An example cited in a May 19 article in Biofuels News by Steve Suppan, a senior policy analyst at the Institute for Agriculture and Trade Policy, is the effect of patents on research into synthetic biofuels. According to Suppan, patent claims on synthetic biology products and processes are so broad that scientists are worried that research in the area will grind to a halt for fear of litigation.

Garnaut admits in Targets and Trajectories that it is already technically possible to reduce GHG concentrations to 400 ppm with existing technologies.
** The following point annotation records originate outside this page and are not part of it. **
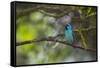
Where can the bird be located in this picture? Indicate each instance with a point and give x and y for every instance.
(69, 33)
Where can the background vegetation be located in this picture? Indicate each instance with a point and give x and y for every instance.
(42, 23)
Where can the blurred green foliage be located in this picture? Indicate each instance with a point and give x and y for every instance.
(35, 25)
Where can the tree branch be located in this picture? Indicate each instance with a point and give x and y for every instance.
(52, 39)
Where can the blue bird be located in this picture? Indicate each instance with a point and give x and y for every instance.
(69, 33)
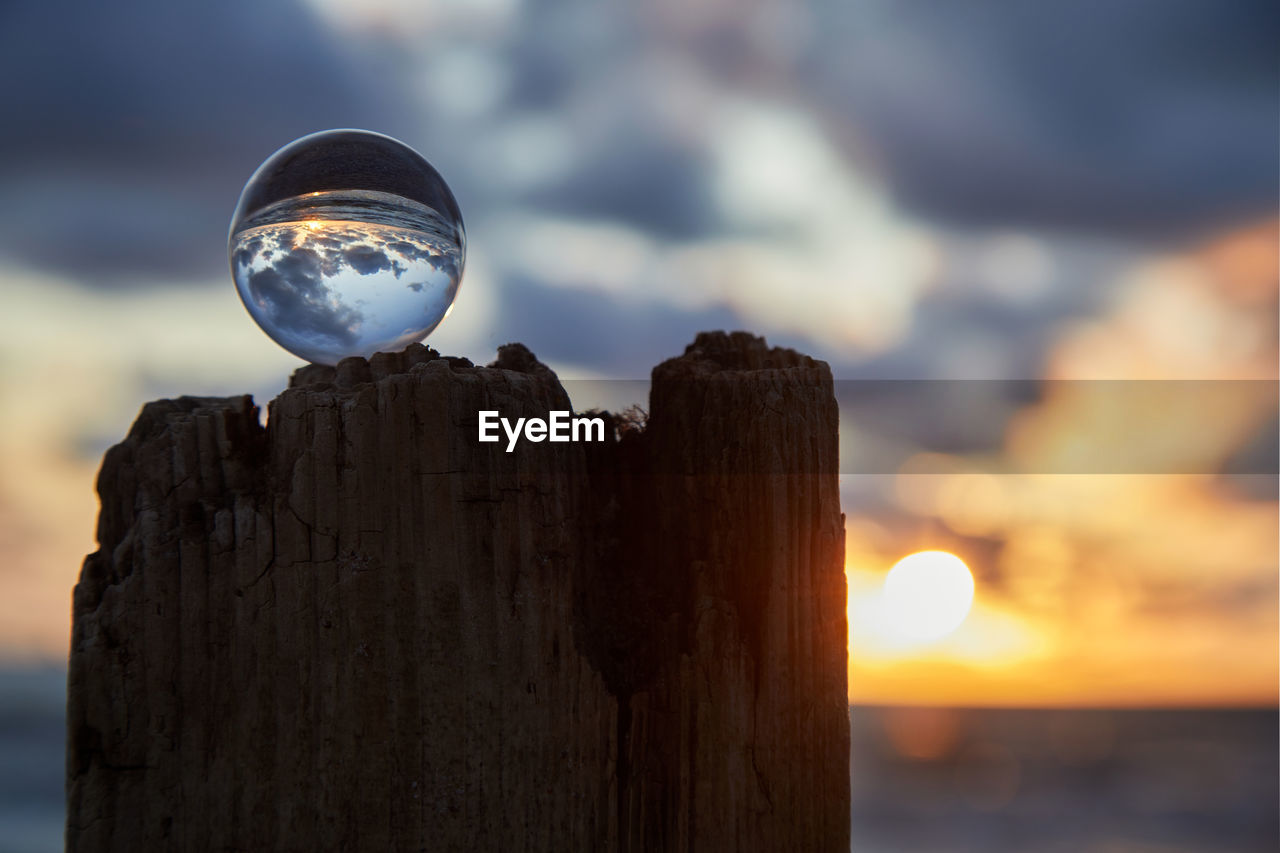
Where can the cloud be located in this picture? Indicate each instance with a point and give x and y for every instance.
(300, 306)
(133, 126)
(1146, 117)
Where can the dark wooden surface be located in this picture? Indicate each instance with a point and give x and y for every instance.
(361, 629)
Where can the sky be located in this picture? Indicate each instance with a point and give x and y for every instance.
(1056, 192)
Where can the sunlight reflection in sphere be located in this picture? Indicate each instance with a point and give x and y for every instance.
(347, 243)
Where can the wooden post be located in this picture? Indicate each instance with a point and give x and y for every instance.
(362, 629)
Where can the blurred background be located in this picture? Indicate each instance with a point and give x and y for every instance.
(1060, 195)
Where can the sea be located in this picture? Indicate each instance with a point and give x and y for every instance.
(923, 780)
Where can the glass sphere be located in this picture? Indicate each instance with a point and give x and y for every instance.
(347, 243)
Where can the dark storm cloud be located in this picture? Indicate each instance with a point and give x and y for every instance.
(368, 260)
(300, 304)
(585, 327)
(654, 185)
(135, 124)
(1144, 117)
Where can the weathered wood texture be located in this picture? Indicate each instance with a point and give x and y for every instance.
(361, 629)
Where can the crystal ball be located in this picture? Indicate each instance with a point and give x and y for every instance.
(346, 243)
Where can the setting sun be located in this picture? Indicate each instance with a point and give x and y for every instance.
(926, 596)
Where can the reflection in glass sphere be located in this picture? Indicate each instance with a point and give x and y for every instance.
(347, 243)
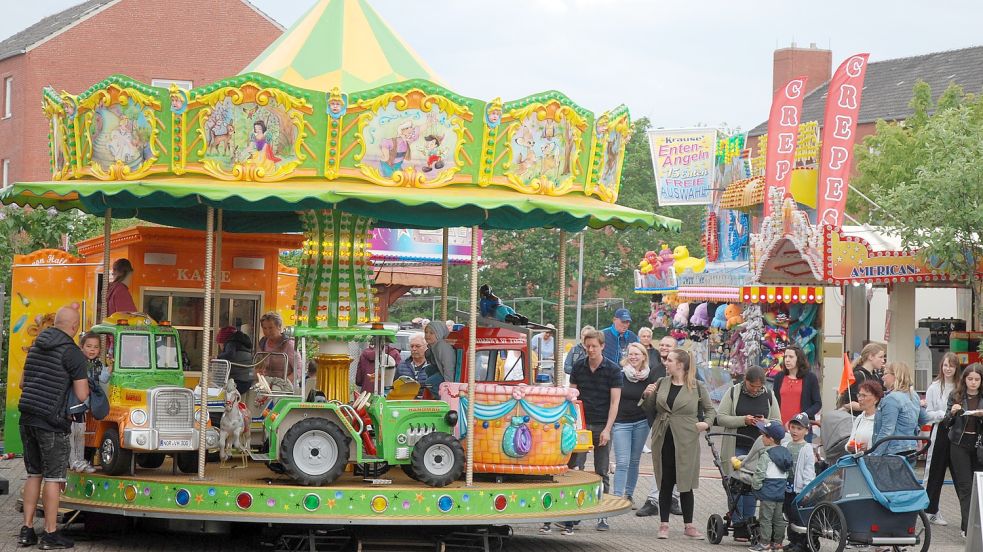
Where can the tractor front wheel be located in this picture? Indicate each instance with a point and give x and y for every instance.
(438, 459)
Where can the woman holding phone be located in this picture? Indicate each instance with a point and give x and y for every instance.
(741, 407)
(964, 420)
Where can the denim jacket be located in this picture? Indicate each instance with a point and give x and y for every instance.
(771, 474)
(898, 414)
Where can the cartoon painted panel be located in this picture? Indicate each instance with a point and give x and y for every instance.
(61, 111)
(611, 156)
(413, 142)
(37, 292)
(121, 133)
(261, 135)
(543, 149)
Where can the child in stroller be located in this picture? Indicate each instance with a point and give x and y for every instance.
(736, 486)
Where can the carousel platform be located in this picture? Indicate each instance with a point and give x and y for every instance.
(254, 494)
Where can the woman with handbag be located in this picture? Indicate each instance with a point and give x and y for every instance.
(682, 409)
(936, 399)
(964, 418)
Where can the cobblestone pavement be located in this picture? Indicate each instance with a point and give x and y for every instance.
(628, 532)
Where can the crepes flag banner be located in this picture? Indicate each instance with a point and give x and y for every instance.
(839, 136)
(783, 134)
(684, 165)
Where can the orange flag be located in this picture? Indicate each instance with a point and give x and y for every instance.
(846, 378)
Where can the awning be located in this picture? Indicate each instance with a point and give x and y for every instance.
(709, 293)
(782, 294)
(264, 207)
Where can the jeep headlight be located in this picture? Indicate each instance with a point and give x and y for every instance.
(138, 416)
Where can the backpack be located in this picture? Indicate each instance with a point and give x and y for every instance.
(97, 403)
(733, 399)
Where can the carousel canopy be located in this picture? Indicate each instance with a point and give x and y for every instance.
(337, 114)
(344, 44)
(256, 207)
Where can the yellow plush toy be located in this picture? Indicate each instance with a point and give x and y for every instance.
(684, 262)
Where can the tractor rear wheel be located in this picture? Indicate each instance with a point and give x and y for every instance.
(314, 452)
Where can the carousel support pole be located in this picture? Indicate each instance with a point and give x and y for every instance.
(107, 232)
(206, 340)
(218, 271)
(580, 281)
(444, 276)
(560, 308)
(472, 342)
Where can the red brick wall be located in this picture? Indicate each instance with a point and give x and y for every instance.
(197, 40)
(11, 128)
(792, 62)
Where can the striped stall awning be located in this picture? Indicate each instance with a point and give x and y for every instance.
(782, 294)
(709, 293)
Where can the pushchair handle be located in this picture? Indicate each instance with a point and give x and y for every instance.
(725, 434)
(895, 438)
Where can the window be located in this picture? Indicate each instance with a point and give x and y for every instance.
(8, 90)
(505, 365)
(134, 351)
(167, 352)
(166, 83)
(185, 309)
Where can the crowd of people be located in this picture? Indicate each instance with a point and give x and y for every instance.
(638, 397)
(643, 397)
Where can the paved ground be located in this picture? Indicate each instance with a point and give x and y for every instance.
(628, 532)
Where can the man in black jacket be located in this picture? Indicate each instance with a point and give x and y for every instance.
(54, 364)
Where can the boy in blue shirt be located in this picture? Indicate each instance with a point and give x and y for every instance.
(769, 481)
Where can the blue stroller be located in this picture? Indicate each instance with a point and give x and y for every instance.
(864, 500)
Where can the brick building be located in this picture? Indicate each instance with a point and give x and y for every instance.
(887, 86)
(189, 42)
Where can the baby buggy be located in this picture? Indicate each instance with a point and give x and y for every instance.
(864, 500)
(719, 526)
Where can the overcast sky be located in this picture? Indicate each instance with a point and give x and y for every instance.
(681, 63)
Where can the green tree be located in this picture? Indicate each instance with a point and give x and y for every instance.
(927, 176)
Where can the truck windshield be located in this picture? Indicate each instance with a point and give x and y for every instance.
(167, 357)
(134, 351)
(504, 365)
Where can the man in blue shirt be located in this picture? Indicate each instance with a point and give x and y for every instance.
(415, 365)
(617, 336)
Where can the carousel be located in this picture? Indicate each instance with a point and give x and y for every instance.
(331, 156)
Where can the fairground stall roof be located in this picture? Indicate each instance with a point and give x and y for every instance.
(409, 154)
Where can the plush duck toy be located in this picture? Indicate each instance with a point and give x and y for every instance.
(683, 262)
(700, 316)
(733, 314)
(719, 318)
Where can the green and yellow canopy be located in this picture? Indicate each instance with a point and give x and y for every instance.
(337, 114)
(257, 207)
(343, 44)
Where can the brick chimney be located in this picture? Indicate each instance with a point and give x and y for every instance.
(813, 62)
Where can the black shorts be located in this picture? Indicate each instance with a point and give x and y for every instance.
(45, 453)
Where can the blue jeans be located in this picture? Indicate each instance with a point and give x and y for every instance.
(433, 384)
(746, 503)
(629, 439)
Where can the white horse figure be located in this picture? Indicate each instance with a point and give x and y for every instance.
(234, 428)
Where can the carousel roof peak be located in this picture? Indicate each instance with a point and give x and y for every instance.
(344, 44)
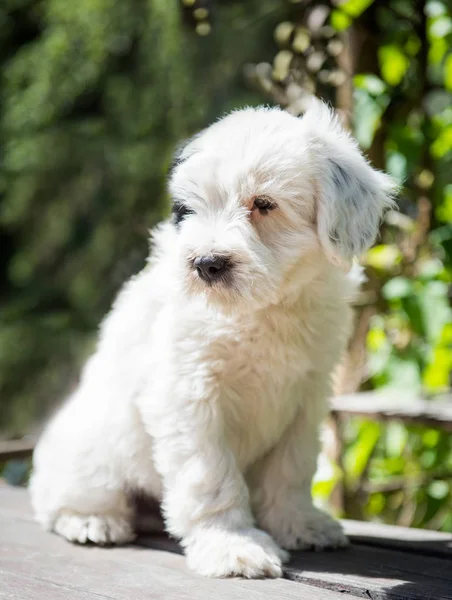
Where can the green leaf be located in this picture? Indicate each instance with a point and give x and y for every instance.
(448, 73)
(393, 63)
(355, 8)
(443, 143)
(397, 287)
(383, 257)
(371, 83)
(340, 21)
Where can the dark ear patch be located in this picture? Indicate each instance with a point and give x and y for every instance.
(180, 212)
(346, 184)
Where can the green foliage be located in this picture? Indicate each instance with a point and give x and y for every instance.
(398, 473)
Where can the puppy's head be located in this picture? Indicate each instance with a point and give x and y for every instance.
(262, 198)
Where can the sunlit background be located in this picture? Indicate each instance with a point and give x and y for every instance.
(95, 95)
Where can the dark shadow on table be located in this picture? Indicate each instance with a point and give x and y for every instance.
(376, 568)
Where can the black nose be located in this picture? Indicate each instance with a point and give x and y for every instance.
(210, 268)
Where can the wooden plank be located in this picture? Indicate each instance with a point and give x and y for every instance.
(377, 573)
(50, 563)
(396, 405)
(408, 565)
(23, 587)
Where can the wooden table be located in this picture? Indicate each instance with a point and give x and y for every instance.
(383, 563)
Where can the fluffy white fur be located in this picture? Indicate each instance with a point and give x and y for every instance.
(209, 397)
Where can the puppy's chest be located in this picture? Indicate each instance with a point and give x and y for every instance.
(259, 377)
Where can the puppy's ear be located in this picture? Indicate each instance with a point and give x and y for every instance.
(351, 196)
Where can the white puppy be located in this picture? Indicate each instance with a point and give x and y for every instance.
(212, 371)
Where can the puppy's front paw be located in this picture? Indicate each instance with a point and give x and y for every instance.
(249, 553)
(309, 529)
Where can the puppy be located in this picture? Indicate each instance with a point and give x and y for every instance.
(212, 371)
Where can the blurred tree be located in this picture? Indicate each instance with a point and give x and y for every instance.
(392, 65)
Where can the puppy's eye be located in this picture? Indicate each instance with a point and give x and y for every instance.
(180, 212)
(263, 204)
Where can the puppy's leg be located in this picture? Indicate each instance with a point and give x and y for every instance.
(205, 498)
(281, 485)
(77, 486)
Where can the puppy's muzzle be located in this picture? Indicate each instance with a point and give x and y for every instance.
(212, 268)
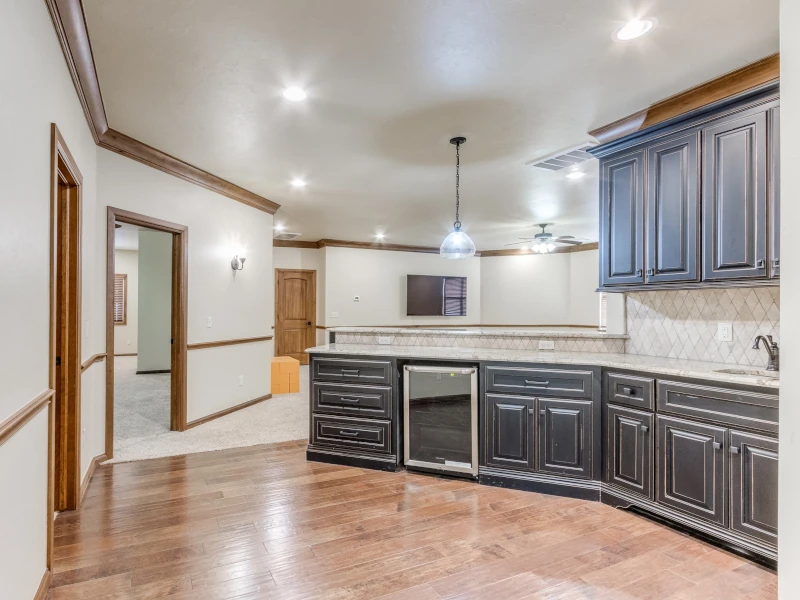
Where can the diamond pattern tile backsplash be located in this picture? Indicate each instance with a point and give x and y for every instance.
(683, 324)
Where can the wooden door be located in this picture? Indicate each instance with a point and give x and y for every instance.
(295, 313)
(622, 219)
(673, 209)
(565, 436)
(509, 432)
(754, 486)
(692, 468)
(735, 197)
(629, 449)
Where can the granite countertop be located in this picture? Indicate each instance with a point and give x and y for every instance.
(652, 364)
(547, 332)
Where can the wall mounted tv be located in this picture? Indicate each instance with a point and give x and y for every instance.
(436, 296)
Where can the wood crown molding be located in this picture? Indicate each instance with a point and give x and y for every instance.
(16, 421)
(227, 411)
(323, 243)
(91, 360)
(69, 22)
(750, 76)
(219, 343)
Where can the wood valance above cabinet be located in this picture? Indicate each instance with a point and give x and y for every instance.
(694, 202)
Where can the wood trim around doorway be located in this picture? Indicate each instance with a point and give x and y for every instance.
(180, 293)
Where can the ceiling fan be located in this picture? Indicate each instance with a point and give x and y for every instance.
(544, 242)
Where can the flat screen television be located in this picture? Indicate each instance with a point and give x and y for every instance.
(436, 296)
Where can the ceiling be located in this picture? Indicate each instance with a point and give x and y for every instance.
(389, 82)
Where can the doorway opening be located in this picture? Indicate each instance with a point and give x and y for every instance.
(295, 312)
(146, 292)
(65, 322)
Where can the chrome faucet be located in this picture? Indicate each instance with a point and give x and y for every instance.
(772, 350)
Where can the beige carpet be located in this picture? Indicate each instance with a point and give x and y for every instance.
(141, 419)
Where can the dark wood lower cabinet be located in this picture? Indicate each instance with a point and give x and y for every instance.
(509, 431)
(629, 449)
(754, 486)
(565, 437)
(692, 468)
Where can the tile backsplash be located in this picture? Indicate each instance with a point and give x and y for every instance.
(683, 324)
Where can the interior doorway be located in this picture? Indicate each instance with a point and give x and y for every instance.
(295, 312)
(158, 353)
(65, 322)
However, he only sees this actually happening if these technologies became “commercialised” – i.e., profitable to capitalists. This, he suggests, depends on the price of emissions permits rising well above the profit-friendly levels he proposes – something the capitalist class would never tolerate. This shows the irrationality of trying to solve the climate crisis with corporate profit-making as the driving force.

If the capitalists won’t implement the changes that the world needs, it simply confirms that their wealth and political power needs to be taken from them by ordinary working people. Only a rationally planned allocation of resources on a global scale gives us a chance to avoid catastrophe. Mass movements of a sufficient scale to threaten the system may win reforms that go part of the way to addressing the crisis, but if they leave capitalist power intact, even partial reforms will be under threat of being rolled back. Facing the carnage of World War I, German revolutionary socialist Rosa Luxemburg wrote that humanity faced a choice between socialism and barbarism. In the face of climate disaster, the choice may now be between socialism and extinction.